The paper came up with a promising strategy to develop sustainable biofuels, fatty acid-based compounds, which possess high energy density, are hydrophobic and are compatible with the existing liquid fuel infrastructure (i.e., fuel engines, refinery equipment and transportation pipelines) utilizing solar energy as the energy source, carbon dioxide as the carbon source and cyanobacteria as the biological system (Fig. 2).

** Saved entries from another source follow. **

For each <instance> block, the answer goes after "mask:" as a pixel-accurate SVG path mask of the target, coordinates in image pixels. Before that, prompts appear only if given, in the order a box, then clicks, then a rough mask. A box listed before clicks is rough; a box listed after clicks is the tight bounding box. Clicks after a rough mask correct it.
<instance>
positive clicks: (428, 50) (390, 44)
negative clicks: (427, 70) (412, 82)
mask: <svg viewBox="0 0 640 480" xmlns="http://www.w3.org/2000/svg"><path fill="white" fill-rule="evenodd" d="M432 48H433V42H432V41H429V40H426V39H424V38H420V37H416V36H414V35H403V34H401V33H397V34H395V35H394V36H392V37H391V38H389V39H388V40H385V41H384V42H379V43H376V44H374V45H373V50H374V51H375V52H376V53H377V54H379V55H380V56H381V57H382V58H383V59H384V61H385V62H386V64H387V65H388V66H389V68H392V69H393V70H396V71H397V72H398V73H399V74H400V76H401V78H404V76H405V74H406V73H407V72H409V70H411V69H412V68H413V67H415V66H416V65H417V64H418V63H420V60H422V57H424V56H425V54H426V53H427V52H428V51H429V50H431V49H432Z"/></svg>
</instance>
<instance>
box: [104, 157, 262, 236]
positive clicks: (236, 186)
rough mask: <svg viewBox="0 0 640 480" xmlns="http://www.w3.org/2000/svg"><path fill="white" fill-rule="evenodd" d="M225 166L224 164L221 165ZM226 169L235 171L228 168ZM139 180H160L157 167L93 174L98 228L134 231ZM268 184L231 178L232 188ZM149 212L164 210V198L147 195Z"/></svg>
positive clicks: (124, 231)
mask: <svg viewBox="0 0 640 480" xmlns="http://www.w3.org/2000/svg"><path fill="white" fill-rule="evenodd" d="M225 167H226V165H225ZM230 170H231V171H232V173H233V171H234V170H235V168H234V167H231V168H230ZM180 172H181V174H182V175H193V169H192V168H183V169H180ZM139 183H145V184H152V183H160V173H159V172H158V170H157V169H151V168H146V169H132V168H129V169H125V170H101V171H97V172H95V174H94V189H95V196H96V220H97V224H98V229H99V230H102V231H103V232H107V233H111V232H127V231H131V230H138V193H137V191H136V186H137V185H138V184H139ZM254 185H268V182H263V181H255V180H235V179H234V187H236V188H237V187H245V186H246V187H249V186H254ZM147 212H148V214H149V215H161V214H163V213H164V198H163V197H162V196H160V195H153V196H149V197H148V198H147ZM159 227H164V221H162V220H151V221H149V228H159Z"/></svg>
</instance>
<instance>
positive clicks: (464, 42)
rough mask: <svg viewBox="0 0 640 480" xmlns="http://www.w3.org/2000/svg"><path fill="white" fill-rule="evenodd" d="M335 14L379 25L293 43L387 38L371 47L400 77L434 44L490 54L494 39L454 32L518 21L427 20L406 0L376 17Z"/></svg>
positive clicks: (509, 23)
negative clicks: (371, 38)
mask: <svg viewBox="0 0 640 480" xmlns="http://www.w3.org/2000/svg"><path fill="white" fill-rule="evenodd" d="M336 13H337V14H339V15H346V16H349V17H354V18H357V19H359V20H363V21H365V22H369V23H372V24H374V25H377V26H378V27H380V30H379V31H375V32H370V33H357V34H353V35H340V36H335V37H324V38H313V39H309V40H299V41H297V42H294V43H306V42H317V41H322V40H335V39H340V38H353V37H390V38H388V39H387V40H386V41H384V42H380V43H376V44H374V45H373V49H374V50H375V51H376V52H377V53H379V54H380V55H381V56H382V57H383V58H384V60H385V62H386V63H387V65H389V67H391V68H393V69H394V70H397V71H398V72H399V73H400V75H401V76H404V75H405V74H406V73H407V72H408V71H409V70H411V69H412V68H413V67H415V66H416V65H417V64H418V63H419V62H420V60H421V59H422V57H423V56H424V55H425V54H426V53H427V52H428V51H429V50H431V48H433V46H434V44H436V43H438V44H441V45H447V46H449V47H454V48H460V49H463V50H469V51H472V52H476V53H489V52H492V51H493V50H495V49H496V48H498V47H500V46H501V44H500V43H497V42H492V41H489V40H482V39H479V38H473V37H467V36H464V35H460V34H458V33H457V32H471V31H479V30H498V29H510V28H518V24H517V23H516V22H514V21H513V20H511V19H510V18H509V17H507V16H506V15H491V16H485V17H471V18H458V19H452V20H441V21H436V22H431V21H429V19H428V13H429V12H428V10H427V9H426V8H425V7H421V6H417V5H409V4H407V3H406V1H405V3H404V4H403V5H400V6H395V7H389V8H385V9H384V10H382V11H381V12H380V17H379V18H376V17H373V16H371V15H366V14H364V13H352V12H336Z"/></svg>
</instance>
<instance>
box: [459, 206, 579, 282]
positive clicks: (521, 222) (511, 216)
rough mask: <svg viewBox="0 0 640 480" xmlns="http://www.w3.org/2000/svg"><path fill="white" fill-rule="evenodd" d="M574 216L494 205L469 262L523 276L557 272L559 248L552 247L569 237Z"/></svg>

Finally the review concluded that in order to successfully develop cyanobacteria as a platform for the production of fatty acid-based biofuels several hurdles must be overcome. Firstly, through gene manipulation a high-efficiency expression system must be incorporated. Secondly, through enzyme and metabolic engineering metabolic flux must be redirected to feed the fatty acyl pool. Thirdly, using a synthetic biology based approach, the fatty acid converting pathway leading to fatty acid esters, long chain fatty alcohols and fatty alkanes must be constructed. As the biotechnology moves forward, genetic engineering to increase photosynthetic efficiency of the cyanobacteria and to adapt these organisms to the unnatural environment imposed by large scale photo-bioreactors, will no doubt take central stage.

Fig.1:Routes to biofuels, where traditional biofuels was labeled by blue lines, currently hot biofuels by green lines, and novel biofuels in cyanobacteria by red line.

 

Fig. 2 Proposed biosynthetic pathways for production of fatty acid-based biofuels including fatty acid esters, fatty alcohols and fatty alkanes directly from solar energy and carbon dioxide in cyanobacteria.